1.What Is Cognitive Profiling
Traditional AI benchmarks measure what a model knows - factual recall, coding ability, mathematical reasoning. They answer the question "how much does it know?" but say nothing about how it thinks. Two models can score identically on MMLU or HumanEval while exhibiting fundamentally different decision-making patterns: one may be risk-averse and methodical, the other aggressive and intuitive. Standard benchmarks are blind to this distinction.
Cognitive profiling is the practice of characterizing an AI's decision-making behavior across multiple psychological dimensions. Rather than testing knowledge, it observes choices under structured uncertainty. The key insight is that decision-making under uncertainty reveals cognitive architecture more reliably than static question-answering, because it forces the model to reveal preferences, biases, and strategies that knowledge benchmarks never touch.
KALEI is the world's first platform to formalize this approach. It places AI models inside 83 calibrated game-theoretic environments - probabilistic games, cooperative dilemmas, multi-armed bandits, resource allocation tasks, and conflict scenarios - and observes hundreds of sequential decisions per session. Every environment is designed to isolate a specific cognitive dimension. The model receives game state, makes a decision, receives an outcome, and decides again. Over the course of a full profiling run, KALEI collects enough behavioral data to construct a multi-dimensional cognitive profile that captures not just performance, but cognitive style.

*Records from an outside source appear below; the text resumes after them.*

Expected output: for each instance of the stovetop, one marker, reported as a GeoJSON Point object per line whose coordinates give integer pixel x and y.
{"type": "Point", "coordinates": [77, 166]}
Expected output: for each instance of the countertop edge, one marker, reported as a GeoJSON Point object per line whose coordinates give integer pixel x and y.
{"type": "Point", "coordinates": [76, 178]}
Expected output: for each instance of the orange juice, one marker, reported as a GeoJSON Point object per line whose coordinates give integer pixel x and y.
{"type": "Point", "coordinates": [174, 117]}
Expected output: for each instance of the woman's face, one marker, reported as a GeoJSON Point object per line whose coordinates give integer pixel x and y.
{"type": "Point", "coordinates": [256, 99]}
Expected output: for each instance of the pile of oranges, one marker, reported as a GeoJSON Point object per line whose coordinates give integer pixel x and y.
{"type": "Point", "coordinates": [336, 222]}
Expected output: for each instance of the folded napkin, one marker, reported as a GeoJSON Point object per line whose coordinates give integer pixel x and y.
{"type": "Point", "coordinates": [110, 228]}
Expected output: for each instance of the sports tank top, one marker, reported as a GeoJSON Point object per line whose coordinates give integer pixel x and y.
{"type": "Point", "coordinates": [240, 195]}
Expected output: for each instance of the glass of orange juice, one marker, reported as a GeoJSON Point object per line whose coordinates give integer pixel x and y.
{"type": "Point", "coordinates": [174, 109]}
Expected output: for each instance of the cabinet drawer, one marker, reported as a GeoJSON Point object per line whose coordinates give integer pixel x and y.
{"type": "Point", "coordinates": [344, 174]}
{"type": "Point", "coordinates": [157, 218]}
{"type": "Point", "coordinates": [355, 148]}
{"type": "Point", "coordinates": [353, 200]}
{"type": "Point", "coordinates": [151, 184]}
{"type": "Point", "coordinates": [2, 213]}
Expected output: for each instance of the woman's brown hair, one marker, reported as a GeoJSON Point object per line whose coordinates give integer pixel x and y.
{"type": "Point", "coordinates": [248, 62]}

The output is a Cognum score from 0 to 100, along with dimension-level scores and a cognitive type classification. This profile tells you something no other benchmark can: how your AI thinks when the answer isn't in the training data.
2.The 10 Dimensions
KALEI measures cognition across ten orthogonal dimensions, each targeting a distinct aspect of decision-making. These dimensions were selected based on decades of research in behavioral economics, game theory, and cognitive psychology - adapted for the unique characteristics of AI agents rather than human subjects. Each dimension is assessed through dedicated environments that isolate the target behavior while controlling for confounds from other dimensions.
Risk Tolerance
How an agent handles uncertainty, loss-chasing behavior, and position sizing under pressure. Measured through variable-volatility environments where optimal play requires balancing potential gains against drawdown risk.
Information Processing
Effectiveness of using available information - visible odds, historical data, multiplier tables - to make data-driven decisions. Tests whether agents extract signal from noise or ignore available data.
Pattern Recognition
Ability to detect genuine statistical regularities while avoiding false pattern attribution. Environments embed real patterns at calibrated signal-to-noise ratios alongside control games with no patterns.
Cooperation
Social decision-making through iterated multi-agent scenarios. Profiles niceness, forgiveness, provocability, and strategic clarity across diverse opponent archetypes.
Learning Speed
How quickly an agent adapts when rules change mid-game or environment dynamics shift. Measures the gap between rule change and behavioral convergence to new optimal strategy.
Strategic Depth
Multi-step planning, explore/exploit balance, and expected-value optimization. Evaluated through sequential decision environments where optimal play requires reasoning multiple steps ahead.
Temporal Reasoning
Understanding of time horizons, delayed gratification, and phase-aware strategy adjustment. Tests whether agents plan differently in early, mid, and endgame phases.
Resource Management
Bankroll preservation, risk-adjusted returns, and survival under constraint. Measures whether agents size positions to survive full sequences rather than maximizing any single round.
Bias Detection
Susceptibility to cognitive biases including gambler's fallacy, anchoring, sunk cost, recency, loss aversion, framing, confirmation, and overconfidence.
Conflict
EV-rationality across five dilemma classes: risk vs safety, short vs long horizon, individual vs collective, certainty vs exploration, and sunk cost. Introduced in the Conflict v2 scorer (April 2026), integrated into Cognum v1.2 as a first-class tenth dimension (weight 1.1) after public retraction of the earlier placeholder-based finding.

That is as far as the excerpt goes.